Eurostat Database: Explore a wealth of demographic information for European Union countries through Eurostat’s extensive database. From population size and structure to migration and fertility rates, Eurostat provides insights into the diverse populations across Europe.
United Nations (UN) Population Download Center: Access global population data and indicators from the United Nations Population Division. Whether you’re researching population growth, urbanization trends, or demographic projections, the UN Population Download Center offers a wide range of datasets to support your analysis.
International Data (Population Reference Bureau): Gain a deeper understanding of international population dynamics with the Population Reference Bureau.
Their extensive database covers topics such as aging, family planning, and health, providing valuable insights for policymakers, researchers, and advocates worldwide.

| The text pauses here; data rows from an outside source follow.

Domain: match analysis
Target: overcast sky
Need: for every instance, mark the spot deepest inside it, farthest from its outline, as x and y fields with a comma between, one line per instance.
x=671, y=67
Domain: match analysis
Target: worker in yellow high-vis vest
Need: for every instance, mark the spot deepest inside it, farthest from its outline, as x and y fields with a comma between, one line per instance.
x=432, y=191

GeoPostcodes combined diverse data sources to create a comprehensive population by zip code dataset for the past, present and future, updated and improved on a yearly basis.
The population by zip code refers to the number of people living in a specific area defined by zip codes. The Census Bureau provides detailed census data, which can be accessed online to find population information for any zip code. This data is stored in their databases and available in various forms.
The Census Bureau collects population data through surveys and the decennial census. This data is stored securely and made available in digital form for public access. The census data includes detailed information about the population by zip code, helping to identify the most populated zip codes in the country.
Some of the most populated zip codes are found in major cities across Florida, such as Miami and Orlando. According to census data, these areas have high population densities. The Census Bureau’s data helps in identifying these densely populated zip codes, which is useful for city planning and resource allocation.
Zip codes and postal codes are essential for the accurate and efficient delivery of mail. They help postal services sort and deliver mail to the correct locations. The population data by zip code assists in organizing delivery routes and ensuring timely mail delivery.
Cities in Florida use census data to understand their population distribution by zip code. This information helps in city planning, development, and resource allocation. The Census Bureau provides this data in an easily accessible form, which is crucial for making informed decisions about public services and infrastructure projects.
Some zip codes have no population because they might encompass areas like industrial zones, parks, or commercial regions without residential addresses. Additionally, certain zip codes are assigned for PO Boxes or administrative purposes, which do not house residents.